Education
Columbia University.
Columbia University.
She used to present a weekly country and old-time music radio show on WFMU called The Radio Thrift Shop. Since October 2005 she has only made occasional appearances on the station. Cantrell moved to New York City from her native Nashville to study law and accounting at Columbia University.
She briefly recorded songs with future Superchunk guitarist Mac McCaughan and others in a lo-fi band called Bricks and deejaying on the university"s radio station, WKCR, until joining WFMU after her graduation in 1993.
Her singing career began when she was at college, performing with various local groups. She later befriended John Flansburgh of They Might Be Giants, with whom she sings on the band"s Apollo 18 (1992).

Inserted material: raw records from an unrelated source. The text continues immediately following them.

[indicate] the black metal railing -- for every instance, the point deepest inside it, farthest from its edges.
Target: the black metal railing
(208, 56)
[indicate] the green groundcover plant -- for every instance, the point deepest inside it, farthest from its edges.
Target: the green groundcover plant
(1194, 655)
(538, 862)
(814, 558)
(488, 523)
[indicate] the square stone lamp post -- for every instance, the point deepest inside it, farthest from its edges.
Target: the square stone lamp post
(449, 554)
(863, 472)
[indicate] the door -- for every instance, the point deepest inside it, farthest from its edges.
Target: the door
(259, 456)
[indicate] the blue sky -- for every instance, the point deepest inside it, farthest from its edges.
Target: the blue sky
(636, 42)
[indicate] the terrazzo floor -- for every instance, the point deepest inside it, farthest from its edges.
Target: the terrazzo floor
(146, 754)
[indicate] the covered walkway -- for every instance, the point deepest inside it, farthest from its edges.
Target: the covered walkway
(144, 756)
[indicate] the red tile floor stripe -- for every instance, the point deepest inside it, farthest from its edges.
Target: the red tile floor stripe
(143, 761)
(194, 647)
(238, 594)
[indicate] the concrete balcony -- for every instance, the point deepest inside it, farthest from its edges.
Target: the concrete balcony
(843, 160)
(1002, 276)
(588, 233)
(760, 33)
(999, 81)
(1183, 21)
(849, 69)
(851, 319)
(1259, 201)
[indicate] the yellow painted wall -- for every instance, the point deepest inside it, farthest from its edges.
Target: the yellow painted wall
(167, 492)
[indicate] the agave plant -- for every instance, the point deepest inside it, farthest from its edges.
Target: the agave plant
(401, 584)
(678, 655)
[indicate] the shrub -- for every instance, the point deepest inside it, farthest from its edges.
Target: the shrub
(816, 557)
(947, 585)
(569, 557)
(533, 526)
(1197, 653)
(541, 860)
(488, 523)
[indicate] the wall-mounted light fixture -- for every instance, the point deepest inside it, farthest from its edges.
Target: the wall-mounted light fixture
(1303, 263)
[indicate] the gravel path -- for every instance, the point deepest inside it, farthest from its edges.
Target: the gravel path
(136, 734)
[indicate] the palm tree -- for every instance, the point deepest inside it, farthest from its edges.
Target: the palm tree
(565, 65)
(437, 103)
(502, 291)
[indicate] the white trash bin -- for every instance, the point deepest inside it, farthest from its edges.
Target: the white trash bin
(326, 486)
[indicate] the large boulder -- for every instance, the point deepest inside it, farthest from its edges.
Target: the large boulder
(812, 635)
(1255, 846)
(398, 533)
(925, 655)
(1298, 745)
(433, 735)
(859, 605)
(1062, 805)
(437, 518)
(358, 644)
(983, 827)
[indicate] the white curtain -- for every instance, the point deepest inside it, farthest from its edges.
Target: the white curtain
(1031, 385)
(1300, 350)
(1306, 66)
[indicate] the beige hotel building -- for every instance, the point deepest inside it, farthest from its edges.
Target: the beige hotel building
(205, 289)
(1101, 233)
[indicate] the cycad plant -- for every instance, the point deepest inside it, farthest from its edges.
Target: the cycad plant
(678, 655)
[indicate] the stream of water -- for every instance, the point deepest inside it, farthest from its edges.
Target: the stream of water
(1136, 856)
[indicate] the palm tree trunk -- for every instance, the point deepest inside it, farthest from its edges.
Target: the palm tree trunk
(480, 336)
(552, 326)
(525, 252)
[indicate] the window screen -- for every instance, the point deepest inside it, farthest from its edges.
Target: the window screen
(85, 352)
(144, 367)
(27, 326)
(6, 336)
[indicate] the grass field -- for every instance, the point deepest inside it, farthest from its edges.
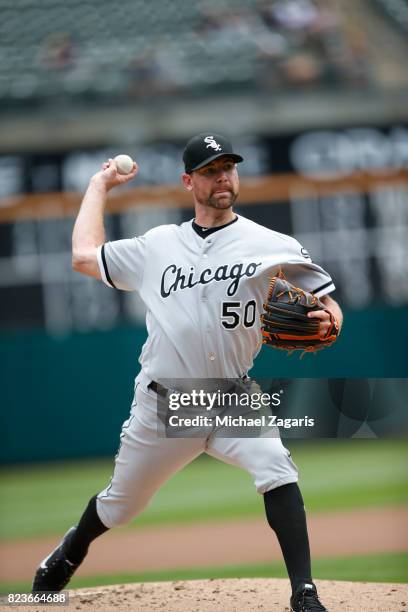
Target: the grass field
(373, 568)
(44, 499)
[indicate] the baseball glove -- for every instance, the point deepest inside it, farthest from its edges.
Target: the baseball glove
(285, 324)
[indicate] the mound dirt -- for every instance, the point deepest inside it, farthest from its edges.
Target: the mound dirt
(234, 595)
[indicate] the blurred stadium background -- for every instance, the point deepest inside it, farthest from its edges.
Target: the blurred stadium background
(313, 93)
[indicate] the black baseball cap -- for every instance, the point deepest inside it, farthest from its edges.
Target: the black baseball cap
(204, 148)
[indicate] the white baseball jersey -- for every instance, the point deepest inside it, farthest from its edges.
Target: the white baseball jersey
(204, 295)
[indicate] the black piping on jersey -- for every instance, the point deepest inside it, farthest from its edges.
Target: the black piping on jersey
(323, 287)
(105, 267)
(203, 232)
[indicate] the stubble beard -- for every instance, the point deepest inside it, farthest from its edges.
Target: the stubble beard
(224, 202)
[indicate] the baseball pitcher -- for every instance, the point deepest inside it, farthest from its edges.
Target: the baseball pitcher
(208, 279)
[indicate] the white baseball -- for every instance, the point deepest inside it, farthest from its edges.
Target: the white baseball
(124, 164)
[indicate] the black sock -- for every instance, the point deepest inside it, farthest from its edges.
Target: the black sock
(286, 515)
(89, 527)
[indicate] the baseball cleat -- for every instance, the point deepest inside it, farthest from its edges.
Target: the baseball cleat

Flansburgh also released her first solo material: an European Parliament on his "Hello Civil Defense of the Month Club" in June 1996, which was reissued in 2004 as The Hello Recordings. Cantrell went on to release all but one of her studio albums on Diesel Only.
Cantrell reached wider recognition in 2000 with her debut album, Not the Tremblin" Kind.

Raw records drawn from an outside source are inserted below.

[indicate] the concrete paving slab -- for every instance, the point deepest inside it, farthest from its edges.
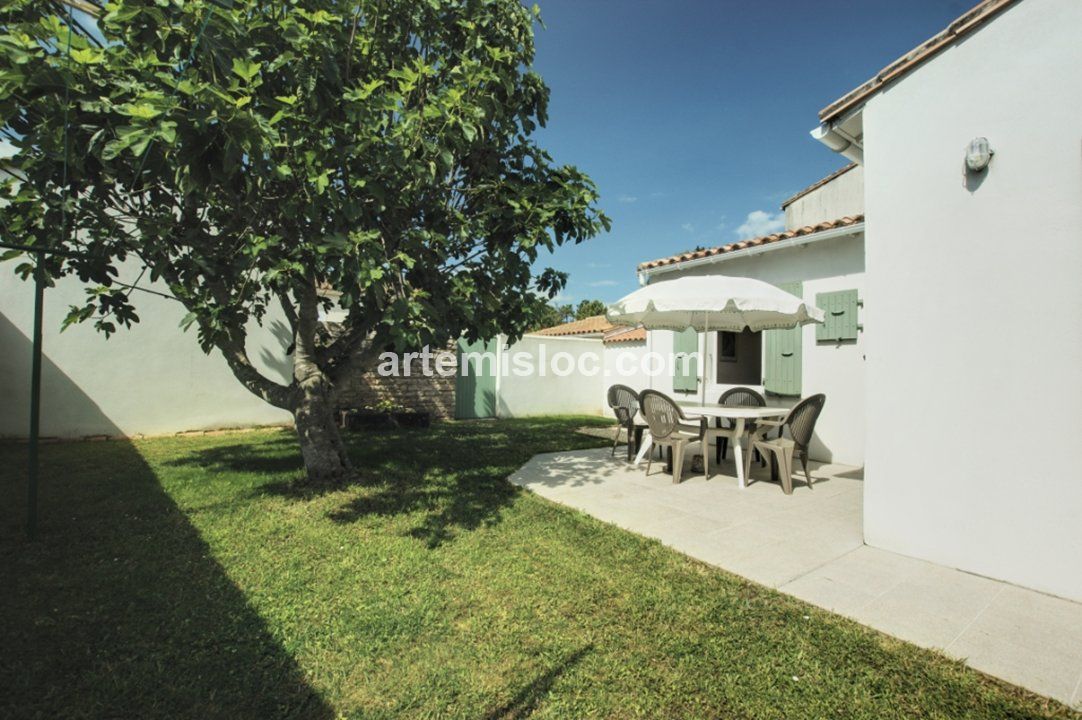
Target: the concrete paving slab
(809, 545)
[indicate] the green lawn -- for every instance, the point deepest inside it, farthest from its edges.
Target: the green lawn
(184, 577)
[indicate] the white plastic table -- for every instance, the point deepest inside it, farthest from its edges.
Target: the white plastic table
(738, 415)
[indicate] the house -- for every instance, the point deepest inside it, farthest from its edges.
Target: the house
(973, 300)
(951, 357)
(819, 257)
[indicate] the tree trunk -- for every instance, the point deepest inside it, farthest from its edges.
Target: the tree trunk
(326, 461)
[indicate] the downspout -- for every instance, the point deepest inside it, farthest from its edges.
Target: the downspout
(840, 141)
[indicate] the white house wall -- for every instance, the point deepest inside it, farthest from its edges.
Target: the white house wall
(147, 380)
(831, 368)
(975, 304)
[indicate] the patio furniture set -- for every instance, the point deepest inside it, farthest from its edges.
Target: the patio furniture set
(651, 418)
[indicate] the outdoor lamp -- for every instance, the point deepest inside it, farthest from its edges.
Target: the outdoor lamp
(978, 154)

The album reached the attention of legendary United Kingdom DJ John Peel, who wrote of it, " my favourite record of the last ten years and possibly my life". She went on to record five sessions for Peel and dedicated her 2005 album, Humming by the Flowered Vine, to his memory. In the spring of 2011, Cantrell released Kitty Wells Dresses: Songs Of the Queen of Country Music, "a recording she made in honor of one of her heroines, the great Kitty Wells", taking its title from an original song of Laura"s written in tribute to Wells.

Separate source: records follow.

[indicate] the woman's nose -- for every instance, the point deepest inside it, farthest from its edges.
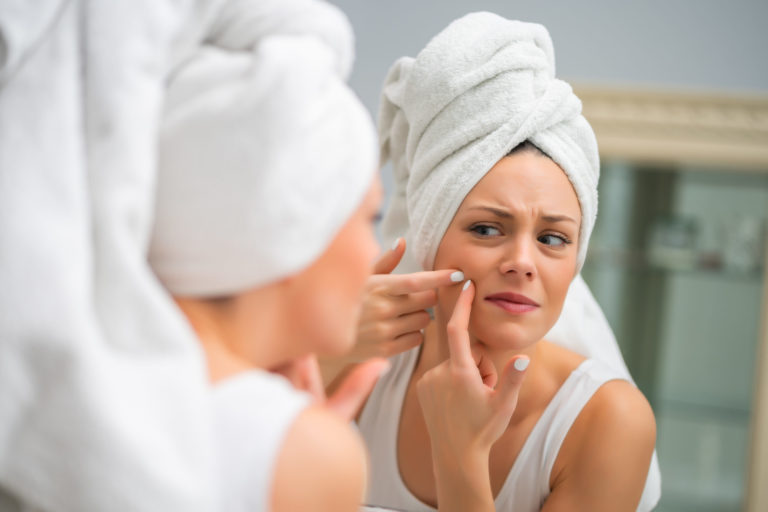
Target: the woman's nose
(518, 259)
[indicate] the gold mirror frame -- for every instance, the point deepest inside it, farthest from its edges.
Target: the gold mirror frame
(690, 129)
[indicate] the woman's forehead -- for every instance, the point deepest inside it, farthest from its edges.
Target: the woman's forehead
(526, 179)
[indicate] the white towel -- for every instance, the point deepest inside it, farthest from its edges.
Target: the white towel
(103, 390)
(478, 89)
(264, 155)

Her 4th album of original material, Number Way There From Here, was released in the United Kingdom in September 2013, on Shoeshine/ Spit and Polish Records.
The release precedes a tour of the United Kingdom. Cantrell’s music has been celebrated in the press including features in The New York Times. In recent years, she has been a contributor to The New York Times and VanityFair.com.